Ante estos crímenes, entonces, no funcionan las condiciones establecidas por la filosofía de los “actos de habla”: ningún acto puede reparar un daño como el que ha sido perpetrado. No habiendo acto atribuible al enunciado “te perdono” en el contexto de una violencia tan extrema, y asumiendo que la filosofía del lenguaje que describió los actos de habla lo hacía pensando en contextos de relativa normalidad de las relaciones sociales (no es otro su límite filosófico), lo que debe plantearse ante todo en este debate es la cuestión de la imposibilidad: imposibilidad del duelo, en primera instancia, pero también imposibilidad de la reparación –pues, por ejemplo, los desaparecidos en su gran mayoría no aparecerán, y las experiencias de una tal violencia no pueden “superarse”, sino, en el mejor de los casos, aprender a vivir con ellas, como se aprende a vivir con los fantasmas-; imposibilidad de la justicia (aquí esta no debe confundirse con el derecho, el que eventualmente esclarecerá los hechos, impondrá las penas, pero eso no significa que haga justicia). No en vano Jacques Derrida, uno de los autores que más profundamente ha tratado estos temas, definió al verdadero perdón –uno que rondaría estas cuestiones- como aquel que se refiere a lo “imperdonable”, y por ende imposible de acuerdo a las posibilidades humanas. Si yo le digo a alguien “te perdono” estoy abriendo al lenguaje a los límites mismos de su posibilidad, y ningún acto podrá reparar el daño, pues ya está hecho e inscrito. “Te perdono”, en el fondo, quiere decir: soy capaz de volver a relacionarme contigo no obstante el daño que me has hecho ya está inscrito, pero puedo vivir con ello. Si esto es así respecto a daños que podríamos definir como “comunes” –aunque ningún daño es, en verdad, “común”- habrá que imaginar cómo esto se intensificará (en su grado de imposiblidad) respecto a la desaparición criminal de un hijo, hermano, esposo, esposa, amigo, etc. Así como lo humano, desde Freud, sólo podemos entenderlo cuando lo enfrentamos a lo inhumano –piénsese en los análisis de Arendt igualmente-, y no una inhumanidad divina e inalcanzable, sino la más propia y cotidiana –este es un territorio donde sólo es posible pensar desde la aporía- tal vez habría que pensar este perdón como imposible, sólo como perdón de lo imperdonable. Lo mismo para la justicia, que Derrida exige no confundir con el derecho.

Por ello el estupor ante la retórica del video que comentamos, que es la de la viralización, no la del planteamiento de un daño –como diría Rancière- en el espacio público.
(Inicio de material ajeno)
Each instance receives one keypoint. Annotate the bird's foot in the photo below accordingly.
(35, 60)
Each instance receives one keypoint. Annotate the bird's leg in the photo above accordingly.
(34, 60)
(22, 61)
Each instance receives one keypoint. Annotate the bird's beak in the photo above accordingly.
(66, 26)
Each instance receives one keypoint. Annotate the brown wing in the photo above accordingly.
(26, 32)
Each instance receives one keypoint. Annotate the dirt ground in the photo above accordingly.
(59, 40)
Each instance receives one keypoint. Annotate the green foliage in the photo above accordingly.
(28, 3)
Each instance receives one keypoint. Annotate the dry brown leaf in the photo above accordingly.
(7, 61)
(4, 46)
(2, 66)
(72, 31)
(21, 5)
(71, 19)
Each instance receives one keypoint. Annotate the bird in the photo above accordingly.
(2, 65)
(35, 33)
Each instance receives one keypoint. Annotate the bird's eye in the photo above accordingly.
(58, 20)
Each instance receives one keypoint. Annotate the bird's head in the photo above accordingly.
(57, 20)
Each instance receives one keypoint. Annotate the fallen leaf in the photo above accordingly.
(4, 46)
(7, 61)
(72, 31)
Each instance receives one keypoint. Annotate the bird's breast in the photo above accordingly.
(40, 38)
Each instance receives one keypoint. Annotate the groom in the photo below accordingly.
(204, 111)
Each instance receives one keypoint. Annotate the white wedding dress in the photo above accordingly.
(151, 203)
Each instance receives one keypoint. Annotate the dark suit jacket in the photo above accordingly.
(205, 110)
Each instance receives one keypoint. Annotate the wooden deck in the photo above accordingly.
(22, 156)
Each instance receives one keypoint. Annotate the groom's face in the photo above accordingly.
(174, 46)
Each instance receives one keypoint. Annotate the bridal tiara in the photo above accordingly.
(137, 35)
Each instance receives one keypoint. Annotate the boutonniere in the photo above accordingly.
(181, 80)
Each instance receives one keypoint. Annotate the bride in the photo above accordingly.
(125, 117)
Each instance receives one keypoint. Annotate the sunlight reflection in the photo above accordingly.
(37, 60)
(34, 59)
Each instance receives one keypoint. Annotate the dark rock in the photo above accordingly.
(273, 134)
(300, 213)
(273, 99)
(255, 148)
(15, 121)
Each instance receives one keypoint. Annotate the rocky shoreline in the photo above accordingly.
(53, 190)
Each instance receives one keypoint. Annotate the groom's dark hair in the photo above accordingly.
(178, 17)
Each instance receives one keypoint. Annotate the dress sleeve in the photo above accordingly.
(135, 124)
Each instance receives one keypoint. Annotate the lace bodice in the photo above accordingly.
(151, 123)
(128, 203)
Es evidente que hoy en día este espacio público ha sido poderosamente transformado por la cultura digital, que incluye muy esencialmente a las redes sociales. La viralización, sin embargo, fundada en el anonimato, en lo que hoy se ha dado en llamar como post-verdad, en el engaño y en las motivaciones ocultas, no busca –como falazmente dicen las personas que se expresan en el video- instalar una discusión con “altura de miras”, sino aprovecharse (como cualquier publicidad) de unas condiciones tecnológicas para intentar conseguir un fin concreto, inmediato: que se rebajen las penas, que se libere a los criminales. Mezclar en ese contexto a un asunto como el perdón, que refiere, incluso en los contextos más cotidianos, a un daño inscrito o, en el de la violencia extrema, a uno que pena (como los fantasmas) por su inscripción, significa rebajar nuestra inhumana humanidad a la pura y banal inhumanidad. Y ello es inaceptable.